Importing latin1 data to MySQL is being truncated

#mysql

#rails

#charset

#encoding

I was having an issue this week, when trying to upload data with 'special' chars on MySQL 5.1, using Ruby on Rails.

The data was just getting truncated like described in this thread.

There were many places where this issue could be:

Ruby on Rails database configuration;
MySQL 5.1 could have some kind of bug, like the following query wasn't work for me SHOW COLLATION LIKE 'latin1%';
the 'LOAD DATA INFILE' syntax could be some how wrong

The solution

I tried and tried, it was being painful. I decided to call my great friend @Lynx_Eyes who told me exactly where the problem was, in the CSV charset! So the only thing needed is to fix the CSV itself.

So here goes my solution:

1. Change the MySQL import script

In the RoR/MySQL script I just added CHARACTER SET 'utf8' after the INTO TABLE

# Load the import SQL statment from file & set some variables
import_csv_sql = <<-SQL
      LOAD DATA LOCAL INFILE '#{csv_data_file_path}'
        INTO TABLE #{mysql_table_name} CHARACTER SET 'utf8'
         FIELDS
            TERMINATED BY ','
            ENCLOSED BY '"'
         LINES
            TERMINATED BY '\\n'
      (
      #{column_headers.map{|c| c.name}.join(",\n")}
      );
    SQL

2. convert the CSV file

Note that in this project we're using the old and deprecated Ruby 1.8.7.

Then I created a module to pre-process the CSV file before being passed to MySQL.
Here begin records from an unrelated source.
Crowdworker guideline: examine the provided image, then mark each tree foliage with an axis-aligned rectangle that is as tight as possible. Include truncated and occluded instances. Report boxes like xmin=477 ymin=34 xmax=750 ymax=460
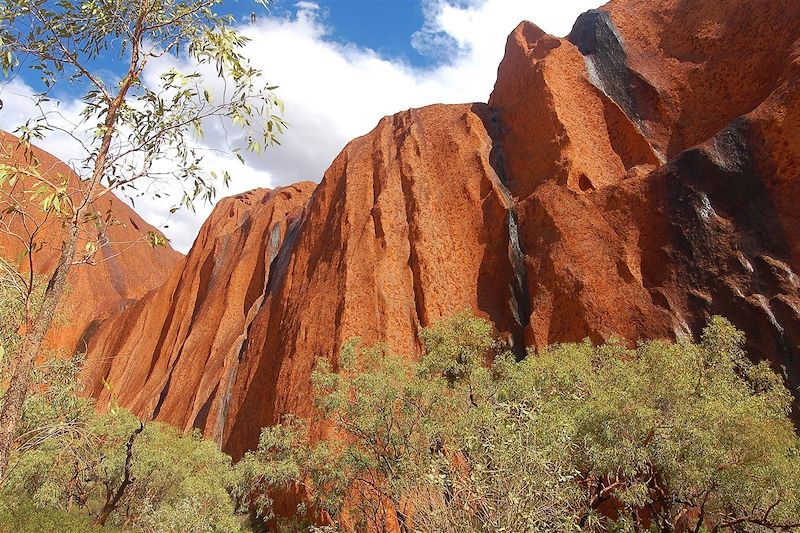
xmin=0 ymin=0 xmax=285 ymax=483
xmin=246 ymin=314 xmax=800 ymax=532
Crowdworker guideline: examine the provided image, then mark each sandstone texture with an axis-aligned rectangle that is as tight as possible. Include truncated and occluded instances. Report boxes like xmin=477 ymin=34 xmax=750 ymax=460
xmin=79 ymin=0 xmax=800 ymax=456
xmin=0 ymin=131 xmax=181 ymax=353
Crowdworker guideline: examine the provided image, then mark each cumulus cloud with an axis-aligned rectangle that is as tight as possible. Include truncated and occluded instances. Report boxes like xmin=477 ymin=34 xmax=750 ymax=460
xmin=0 ymin=0 xmax=599 ymax=252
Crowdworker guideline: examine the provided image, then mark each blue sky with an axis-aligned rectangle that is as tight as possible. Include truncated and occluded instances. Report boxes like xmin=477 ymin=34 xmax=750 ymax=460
xmin=0 ymin=0 xmax=601 ymax=252
xmin=270 ymin=0 xmax=435 ymax=66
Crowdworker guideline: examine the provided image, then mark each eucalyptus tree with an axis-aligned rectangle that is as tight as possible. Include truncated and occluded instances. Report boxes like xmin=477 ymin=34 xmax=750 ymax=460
xmin=0 ymin=0 xmax=285 ymax=480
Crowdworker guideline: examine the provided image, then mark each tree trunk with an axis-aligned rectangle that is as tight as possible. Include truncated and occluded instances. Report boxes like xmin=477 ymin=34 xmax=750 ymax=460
xmin=94 ymin=422 xmax=144 ymax=527
xmin=0 ymin=220 xmax=78 ymax=480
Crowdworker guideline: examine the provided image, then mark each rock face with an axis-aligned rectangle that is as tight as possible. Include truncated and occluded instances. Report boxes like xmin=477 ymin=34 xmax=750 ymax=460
xmin=0 ymin=131 xmax=181 ymax=353
xmin=86 ymin=182 xmax=314 ymax=435
xmin=81 ymin=0 xmax=800 ymax=456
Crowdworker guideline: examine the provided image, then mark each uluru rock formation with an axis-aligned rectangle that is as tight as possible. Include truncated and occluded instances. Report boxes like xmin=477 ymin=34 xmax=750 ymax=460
xmin=0 ymin=131 xmax=181 ymax=352
xmin=79 ymin=0 xmax=800 ymax=462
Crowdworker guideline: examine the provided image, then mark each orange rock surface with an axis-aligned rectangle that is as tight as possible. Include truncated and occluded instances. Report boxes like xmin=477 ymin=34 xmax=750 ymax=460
xmin=85 ymin=182 xmax=314 ymax=435
xmin=79 ymin=0 xmax=800 ymax=462
xmin=0 ymin=131 xmax=181 ymax=353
In the shell you need first to figure out what is the current charset of your CSV file. The file command will give you a hand with that:

2.1 Run $ file -ib <filename> in the command prompt, this will return you something like this:

application/octet-stream; charset=binary

application/octet-stream; charset=iso-8859-1

In Ruby 2.0.0, this is easily achieved by using the IO method #external_encoding

2.2 Now, use the result you got, as a parameter to the iconv. By default iconv spits to STDOUT, so is better to redirect the output to a new file, something like this:

iconv --from-code=iso-8859-1 --to-code=utf-8 <input_file> --output=<output_file>

You can check my module on the gist I created.

As a side note, I figured out that the version file influences the result. In my development environment I have the version 5.11 which gives the result above. I tested with an older version (file-4.17) which doesn't return the charset unfortunately.